Para tahanan tak jarang dapat pesanan pekerjaan bertukang
membuat rumah untuk penduduk di Pleihari. Dari situ mereka dapat
uang belanja dan sesekali ganti pakaian. Mereka bebas pergi ke
pasar. Ijin sudah, sonder pengawal. Untuk lari, mereka tahu apa
akibatnya. Di bulan-bulan pertama dalam tahanan mereka
menyatakan kenyang di "permak" -- kata lain untuk "dipukuli"
tapi kini tak ada lagi.
Tapi yang nampaknya disukai Laksamana Sudomo sebagai tempat yang
baik -- hingga dipilih jadi tempat upacara penglepasan 20
Desember yang lalu ialah tempat tahanan di Tanjung Kasau. Di
sini ada 1.311 tahanan, di antaranya 38 wanita. Terletak di
kabupaten Asahan, di tahun 50-an ini dulu asrarna pendidikan
kepolisian. Komandannya Kepala Inrehab, adalah Letda Munirsyah.
Di luas 5,4 hektar, ada 31 buah barak di sini, kebanyakan
beratap genteng sebagian lagi seng. Salah satu barak
dipergunakan untuk tempat menginap keluara tahlan yang
berkunjung. Meski hanya diurus oleh 14 tenaga para tahanan
nampak tertib. Mereka mengukir kerajinan tangan dari kayu
jelatung. Melalui sebuah toko yang disediakan dibarak, hasil
kerajinan itu dijual keluar lewat agen-agen yang datang ke sana.
Tak jelas berapa jumlah uang yang beredar di dalam Inrehab ini.
Tapi sebuah meja ukiran kabarnya bisa berharga sampai Rp 30
ribu. Ada pula barak tukang jahit, penjual kopi, dan orang yang
beternak ayam. Seorang tahanan mengaku pada TEMPO bahwa ia
bisa menabung dan mengirim uang ke keluarga. Ada yang menabung
dengan membeli emas.
Yang unik. di sini ada 42 anak-anak. Paling tinggi usianya 14
tahun. Mereka anak dari suami-isteri yang bercerai karena salah
satu ditahan, dan kini ikut dengan orangtua yang dalam kamp.

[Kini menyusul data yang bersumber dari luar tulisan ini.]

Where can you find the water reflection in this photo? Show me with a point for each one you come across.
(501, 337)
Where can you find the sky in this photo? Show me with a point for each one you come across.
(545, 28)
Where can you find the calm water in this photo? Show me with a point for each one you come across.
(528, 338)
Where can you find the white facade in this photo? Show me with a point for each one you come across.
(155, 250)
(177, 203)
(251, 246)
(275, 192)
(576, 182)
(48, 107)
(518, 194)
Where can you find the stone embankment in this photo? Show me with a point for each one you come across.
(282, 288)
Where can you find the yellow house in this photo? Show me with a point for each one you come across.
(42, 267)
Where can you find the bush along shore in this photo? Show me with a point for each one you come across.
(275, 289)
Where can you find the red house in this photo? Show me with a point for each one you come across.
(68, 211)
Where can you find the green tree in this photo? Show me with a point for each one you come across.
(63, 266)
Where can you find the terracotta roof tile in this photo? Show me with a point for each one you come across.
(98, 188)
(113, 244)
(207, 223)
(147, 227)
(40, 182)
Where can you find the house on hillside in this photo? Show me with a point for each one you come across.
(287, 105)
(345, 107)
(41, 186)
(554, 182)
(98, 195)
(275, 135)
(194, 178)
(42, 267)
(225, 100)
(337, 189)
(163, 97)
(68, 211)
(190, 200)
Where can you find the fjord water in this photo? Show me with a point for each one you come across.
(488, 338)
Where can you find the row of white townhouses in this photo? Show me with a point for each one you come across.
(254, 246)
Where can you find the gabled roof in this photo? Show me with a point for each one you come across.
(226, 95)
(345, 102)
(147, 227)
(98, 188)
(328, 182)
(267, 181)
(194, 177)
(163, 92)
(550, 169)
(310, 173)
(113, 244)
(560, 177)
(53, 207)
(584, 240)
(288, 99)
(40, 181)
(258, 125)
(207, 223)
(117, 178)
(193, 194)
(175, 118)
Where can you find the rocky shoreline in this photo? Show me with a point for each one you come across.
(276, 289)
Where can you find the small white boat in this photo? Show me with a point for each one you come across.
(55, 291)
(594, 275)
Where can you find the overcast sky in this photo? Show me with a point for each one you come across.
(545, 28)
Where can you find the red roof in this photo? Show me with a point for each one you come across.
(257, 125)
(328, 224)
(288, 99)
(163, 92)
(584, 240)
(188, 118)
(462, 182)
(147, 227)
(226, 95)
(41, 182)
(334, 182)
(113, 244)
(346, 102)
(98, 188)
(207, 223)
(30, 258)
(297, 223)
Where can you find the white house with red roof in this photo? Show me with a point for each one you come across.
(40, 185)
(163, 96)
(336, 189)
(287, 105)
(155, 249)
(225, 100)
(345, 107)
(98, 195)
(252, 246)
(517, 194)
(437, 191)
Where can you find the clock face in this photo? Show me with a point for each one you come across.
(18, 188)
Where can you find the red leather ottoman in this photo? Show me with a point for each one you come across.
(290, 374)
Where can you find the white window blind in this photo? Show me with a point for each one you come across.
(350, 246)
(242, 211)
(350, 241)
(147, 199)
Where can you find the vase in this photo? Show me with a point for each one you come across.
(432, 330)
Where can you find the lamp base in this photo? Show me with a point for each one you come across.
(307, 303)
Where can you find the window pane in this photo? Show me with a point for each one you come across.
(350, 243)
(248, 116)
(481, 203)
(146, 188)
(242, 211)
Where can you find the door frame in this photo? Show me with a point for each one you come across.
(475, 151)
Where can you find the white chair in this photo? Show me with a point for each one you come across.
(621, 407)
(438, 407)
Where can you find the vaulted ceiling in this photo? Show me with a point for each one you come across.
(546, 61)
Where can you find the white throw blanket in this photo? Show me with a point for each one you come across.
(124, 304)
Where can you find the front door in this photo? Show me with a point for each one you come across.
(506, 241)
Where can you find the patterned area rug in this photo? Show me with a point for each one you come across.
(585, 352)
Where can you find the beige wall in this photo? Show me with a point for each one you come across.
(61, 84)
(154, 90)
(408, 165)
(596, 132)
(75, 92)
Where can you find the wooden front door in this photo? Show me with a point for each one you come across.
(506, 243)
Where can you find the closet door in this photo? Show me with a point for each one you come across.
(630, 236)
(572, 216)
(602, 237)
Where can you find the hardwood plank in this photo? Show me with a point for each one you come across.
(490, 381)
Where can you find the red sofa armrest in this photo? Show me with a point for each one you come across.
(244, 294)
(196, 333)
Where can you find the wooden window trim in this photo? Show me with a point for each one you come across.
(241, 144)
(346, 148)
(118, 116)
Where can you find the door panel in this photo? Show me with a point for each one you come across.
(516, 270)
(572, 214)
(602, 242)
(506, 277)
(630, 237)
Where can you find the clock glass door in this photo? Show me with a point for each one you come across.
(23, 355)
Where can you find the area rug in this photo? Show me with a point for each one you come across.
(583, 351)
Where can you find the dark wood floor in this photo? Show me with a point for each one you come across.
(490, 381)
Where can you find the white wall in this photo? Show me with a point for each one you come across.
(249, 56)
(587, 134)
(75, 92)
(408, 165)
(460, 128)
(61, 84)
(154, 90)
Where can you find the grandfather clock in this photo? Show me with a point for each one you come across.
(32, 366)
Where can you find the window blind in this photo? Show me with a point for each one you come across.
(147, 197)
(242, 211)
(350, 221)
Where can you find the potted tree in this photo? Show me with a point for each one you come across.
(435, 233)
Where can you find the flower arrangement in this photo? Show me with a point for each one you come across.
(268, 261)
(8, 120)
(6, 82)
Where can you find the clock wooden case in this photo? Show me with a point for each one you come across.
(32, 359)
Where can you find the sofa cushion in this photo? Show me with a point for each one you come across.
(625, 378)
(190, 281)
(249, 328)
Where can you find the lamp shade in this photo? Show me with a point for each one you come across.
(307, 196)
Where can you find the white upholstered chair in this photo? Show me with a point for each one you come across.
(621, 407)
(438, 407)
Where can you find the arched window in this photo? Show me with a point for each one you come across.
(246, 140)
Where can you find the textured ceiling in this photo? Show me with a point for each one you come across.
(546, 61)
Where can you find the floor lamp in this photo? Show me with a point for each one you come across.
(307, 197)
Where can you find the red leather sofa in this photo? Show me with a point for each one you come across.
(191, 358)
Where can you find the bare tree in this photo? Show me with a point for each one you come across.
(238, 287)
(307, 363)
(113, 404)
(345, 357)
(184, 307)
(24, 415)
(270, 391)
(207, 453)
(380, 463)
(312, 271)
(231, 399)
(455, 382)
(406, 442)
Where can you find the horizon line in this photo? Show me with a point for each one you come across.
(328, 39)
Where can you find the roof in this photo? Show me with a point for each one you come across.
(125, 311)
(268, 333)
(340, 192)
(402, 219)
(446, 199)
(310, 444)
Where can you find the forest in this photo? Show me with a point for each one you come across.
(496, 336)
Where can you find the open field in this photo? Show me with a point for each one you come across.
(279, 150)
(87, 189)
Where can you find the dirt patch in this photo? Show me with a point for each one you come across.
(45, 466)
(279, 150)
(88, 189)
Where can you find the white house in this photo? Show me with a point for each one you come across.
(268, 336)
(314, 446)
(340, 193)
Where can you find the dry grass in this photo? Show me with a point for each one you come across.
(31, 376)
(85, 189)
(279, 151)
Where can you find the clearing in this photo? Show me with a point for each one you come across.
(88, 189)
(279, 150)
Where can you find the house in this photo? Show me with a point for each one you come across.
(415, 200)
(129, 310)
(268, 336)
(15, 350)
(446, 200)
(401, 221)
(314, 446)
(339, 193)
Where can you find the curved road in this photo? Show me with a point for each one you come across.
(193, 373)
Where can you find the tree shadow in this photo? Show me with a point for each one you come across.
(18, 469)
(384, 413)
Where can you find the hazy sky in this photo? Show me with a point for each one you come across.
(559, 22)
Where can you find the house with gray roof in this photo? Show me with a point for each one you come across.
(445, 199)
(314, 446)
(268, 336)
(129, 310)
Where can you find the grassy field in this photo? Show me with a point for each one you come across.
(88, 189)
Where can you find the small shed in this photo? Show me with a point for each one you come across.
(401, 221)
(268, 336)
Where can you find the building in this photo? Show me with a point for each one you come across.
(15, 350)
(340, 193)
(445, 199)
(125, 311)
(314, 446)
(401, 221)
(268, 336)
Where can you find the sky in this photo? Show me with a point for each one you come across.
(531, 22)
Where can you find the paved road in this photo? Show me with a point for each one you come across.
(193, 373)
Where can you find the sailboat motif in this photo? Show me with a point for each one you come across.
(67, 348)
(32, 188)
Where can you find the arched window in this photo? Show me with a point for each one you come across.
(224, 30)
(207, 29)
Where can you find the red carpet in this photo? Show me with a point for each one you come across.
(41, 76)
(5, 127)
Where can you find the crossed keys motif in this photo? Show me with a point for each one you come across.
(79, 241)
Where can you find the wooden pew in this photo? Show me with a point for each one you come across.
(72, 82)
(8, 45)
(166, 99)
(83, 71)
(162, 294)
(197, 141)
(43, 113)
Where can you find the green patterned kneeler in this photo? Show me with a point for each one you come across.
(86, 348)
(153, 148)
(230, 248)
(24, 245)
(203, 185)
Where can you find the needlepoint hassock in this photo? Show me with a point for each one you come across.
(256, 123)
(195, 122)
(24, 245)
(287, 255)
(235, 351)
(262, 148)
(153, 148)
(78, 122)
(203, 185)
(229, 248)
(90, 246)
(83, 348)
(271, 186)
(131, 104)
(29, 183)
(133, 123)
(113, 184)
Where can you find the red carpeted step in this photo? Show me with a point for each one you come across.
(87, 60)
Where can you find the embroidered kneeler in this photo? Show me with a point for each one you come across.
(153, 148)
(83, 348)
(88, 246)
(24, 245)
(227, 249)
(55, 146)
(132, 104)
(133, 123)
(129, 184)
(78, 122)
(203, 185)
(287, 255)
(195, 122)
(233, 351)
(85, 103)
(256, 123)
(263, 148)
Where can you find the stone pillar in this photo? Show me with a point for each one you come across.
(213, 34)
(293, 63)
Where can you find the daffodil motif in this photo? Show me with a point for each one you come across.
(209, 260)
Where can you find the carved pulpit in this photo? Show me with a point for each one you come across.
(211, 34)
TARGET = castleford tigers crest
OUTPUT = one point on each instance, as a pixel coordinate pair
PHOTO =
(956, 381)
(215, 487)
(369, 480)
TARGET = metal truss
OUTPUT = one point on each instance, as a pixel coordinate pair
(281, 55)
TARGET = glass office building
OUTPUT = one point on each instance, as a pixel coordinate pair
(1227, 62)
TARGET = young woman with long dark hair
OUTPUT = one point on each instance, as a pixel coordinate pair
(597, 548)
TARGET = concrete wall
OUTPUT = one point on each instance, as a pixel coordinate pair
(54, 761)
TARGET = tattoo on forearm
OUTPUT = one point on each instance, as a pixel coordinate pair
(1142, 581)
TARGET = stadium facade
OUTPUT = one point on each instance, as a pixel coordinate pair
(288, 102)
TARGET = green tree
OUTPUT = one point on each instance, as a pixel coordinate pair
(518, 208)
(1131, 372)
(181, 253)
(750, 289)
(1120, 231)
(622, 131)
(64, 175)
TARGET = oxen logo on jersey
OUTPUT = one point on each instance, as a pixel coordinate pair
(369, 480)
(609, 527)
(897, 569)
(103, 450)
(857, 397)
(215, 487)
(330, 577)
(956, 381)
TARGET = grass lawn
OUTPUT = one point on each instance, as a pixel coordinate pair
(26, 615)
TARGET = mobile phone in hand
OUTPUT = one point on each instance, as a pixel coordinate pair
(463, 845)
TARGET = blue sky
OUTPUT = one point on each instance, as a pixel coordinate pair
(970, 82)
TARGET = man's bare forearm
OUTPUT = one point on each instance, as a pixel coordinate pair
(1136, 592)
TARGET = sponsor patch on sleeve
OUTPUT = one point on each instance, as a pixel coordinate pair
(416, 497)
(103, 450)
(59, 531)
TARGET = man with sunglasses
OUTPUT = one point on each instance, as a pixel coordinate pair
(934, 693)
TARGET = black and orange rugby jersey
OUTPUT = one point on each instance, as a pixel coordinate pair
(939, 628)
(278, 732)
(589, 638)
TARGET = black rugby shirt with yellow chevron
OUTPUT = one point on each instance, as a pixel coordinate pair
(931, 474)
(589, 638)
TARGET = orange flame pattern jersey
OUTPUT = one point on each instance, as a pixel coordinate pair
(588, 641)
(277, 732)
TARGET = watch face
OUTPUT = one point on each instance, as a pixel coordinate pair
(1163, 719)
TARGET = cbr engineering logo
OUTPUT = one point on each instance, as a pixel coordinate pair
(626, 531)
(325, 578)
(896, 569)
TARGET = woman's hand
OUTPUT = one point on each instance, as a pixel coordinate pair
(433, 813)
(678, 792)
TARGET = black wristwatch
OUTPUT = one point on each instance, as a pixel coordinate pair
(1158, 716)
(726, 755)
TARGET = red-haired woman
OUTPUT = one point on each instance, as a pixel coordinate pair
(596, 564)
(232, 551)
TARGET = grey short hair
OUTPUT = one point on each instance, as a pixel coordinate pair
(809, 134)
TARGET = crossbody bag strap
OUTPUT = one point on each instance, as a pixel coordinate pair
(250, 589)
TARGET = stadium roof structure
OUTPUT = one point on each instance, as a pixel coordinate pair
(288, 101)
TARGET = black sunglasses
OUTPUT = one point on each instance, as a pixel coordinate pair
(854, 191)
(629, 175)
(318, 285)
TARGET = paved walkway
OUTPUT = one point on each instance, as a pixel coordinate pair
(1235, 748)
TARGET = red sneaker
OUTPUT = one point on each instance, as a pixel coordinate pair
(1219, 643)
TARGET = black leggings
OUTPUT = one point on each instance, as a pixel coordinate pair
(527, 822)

Anak-anak ini bersekolah. Biaya? Dari hasil penjualan kerajinan
tangan orang tua.
Yang agak sukar ialah pengobatan. Seorang tahanan berbisik:
"Pengobatan di sini agak gawat, pak." Seorang tahanan yang
sakit. tanpa dibantu dari luar oleh famili, bisa parah. Tapi
menurut Munirsyah, dalam laporan kepada Sudomo yang berkunjung
Nopember yang lalu, seorang dokter belum lama ini ditugaskan di
sana di samping seorang mantri.
Suatu tempat tahanan yang ideal? Sedikitnya, dibandingkan
dengan rumah tahanan di Medan, yang di Jl. Gandhi, misalnya.
Tanjung Kasau bukanlah tempat seram. Seorang tahanan mengakui,
tempo hari pemukiman masih ada. "Kalau salah sedikit,
paaaanggg!", katanya. Tapi sejak ganti komandan tak ada lagi
pemukulan.
Tapi betapapun baiknya sebuah rumah tahanan, tak dengan
sendirinya ia bisa menghapuskan ketidak-adilan manakala seorang
yang tak bersalah ditahan selama bertahun-tahun. Tentu saja
orang harus berhati-hati untuk memakai kata "tak bersalah". Tapi
begitu juga perlu berhati-hati untuk menilai seorang manusia
sebagai "bersalah". Seorang bekas tahanan misalnya, bercerita,
bahwa pembantunya - anak belasan tahun dari udik - ikut ditahan
selama 10 tahun. Anak itu cuma terdapat mengantarkan surat, atas
suruhan majikannya."
Sulit, tentu, untuk membuktikan benar atau tidaknya cerita itu.
Dan mungkin juga tak penting lagi. Kini pemerintah telah setahap
demi setahap membebaskan para tahanan yang tak bisa dibawa ke
pengadilan. Mereka diberi keleluasaan untuk tinggal di tempat
pemukiman, secara sukarela, kalau mau. Dengan itu dibuktikan,
bahwa selain pertimbangan keamanan, pertimbangan hukum dan
perikemanusiaan masih berlaku di sini.